6. The material expression of love is also a good thing. Gifts can be given even outside of special occasions like Eid; a pleasant surprise is always welcome. An appropriate gift is one that expresses the feelings of affection of the giver. It does not have to be expensive, but it must respect the tastes and personality of the other; it will thus be cherished and carefully guarded for a long time.
7. Husband and wife should learn to be more tolerant of each other and turn a blind eye to each other’s faults and weaknesses. Forgetting the small mistakes of everyday life and not even mentioning them should become second nature. Silence, regarding these trivialities, is a sign of noble character. Once, a woman came and said to Aisha (Radi-Allahu anhu):
“When my husband comes home, he becomes like a cat. When he goes outside, he looks like a lion. And he does not question me about what I did with his property.”
[Sahih Bukhari and Sahih Muslim]
Ibn Hajar explains his words this way:
“They can mean that he is very generous and tolerant. He doesn’t make a big deal about his possessions or money that he finds being used by his family members. If he brings things back for the household, he does not inquire later about what happened to them. He does not make a drama of the faults of his family members; he is rather forgiving and tolerant. »
It is unfair to dramatize the faults of others while we only see the qualities of ourselves. There is a saying that goes like this:
“One of you sees the dust in his brother’s eyes while he forgets the dirt in his own. »
8. Husband and wife should come to an understanding regarding their common responsibilities and concerns, such as children’s education, work, travel, expenses and any issues that may pose a threat to the couple’s relationship They are not managed in the right way.

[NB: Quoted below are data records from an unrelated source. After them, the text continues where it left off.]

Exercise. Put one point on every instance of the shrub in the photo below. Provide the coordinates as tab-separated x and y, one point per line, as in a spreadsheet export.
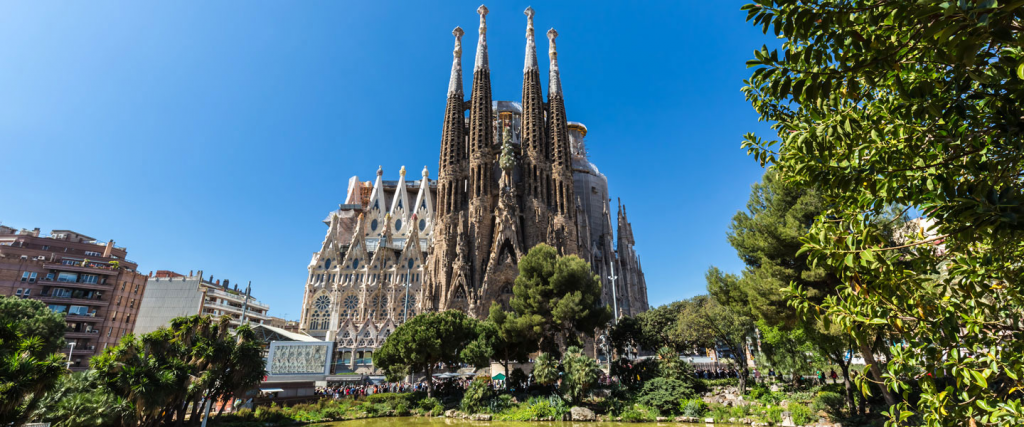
774	415
665	393
833	403
638	413
517	379
429	403
801	414
581	375
477	396
722	382
693	408
719	412
501	403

9. Husband and wife need to do things to brighten up their relationship. They can read books such as the Sira of the Prophet (sallAllahu ‘alayhi wa salam) or listen to cassettes which will give them ideas on ways to revive and enrich their married life. They may vary their habits when it comes to relaxing together, eating, decorating their home, and in the ways they interact, both in public and in private. These are the things that keep the passion and interest alive in a relationship.
10. The relationship must be protected from negative influences that can affect it. One of the worst is comparing your husband or wife to others. Many men tend to compare their wives to those of others.
Some even go so far as to compare them with those they see in magazines or on television. Women also compare their husbands with those of others, especially in matters of wealth, beauty and the frequency with which they do outdoor activities with their wives.
All these unhealthy comparisons make people feel bad and mediocre and the relationship can quickly be affected. If we want to compare ourselves to others, we must do so with those who are less fortunate than us. The Messenger of Allah said:
“Look at those below you, not those above you. This is better for you, so that you do not minimize the blessings of Allah. »
[Sahih Bukhari and Sahih Muslim]
It is high time that we learn to live in reality and be satisfied with what Allah has decreed for us. We should not look with envy on what Allah has given to others. Even the little we have can mean a lot if we know how to use it well and take advantage of it. It is quite possible that many of the people who talk about their marital happiness and who brag about their husband or wife are not entirely telling the truth; it is only vanity that makes them speak. The grass often seems greener on our neighbor’s side, but only because we don’t look closely enough.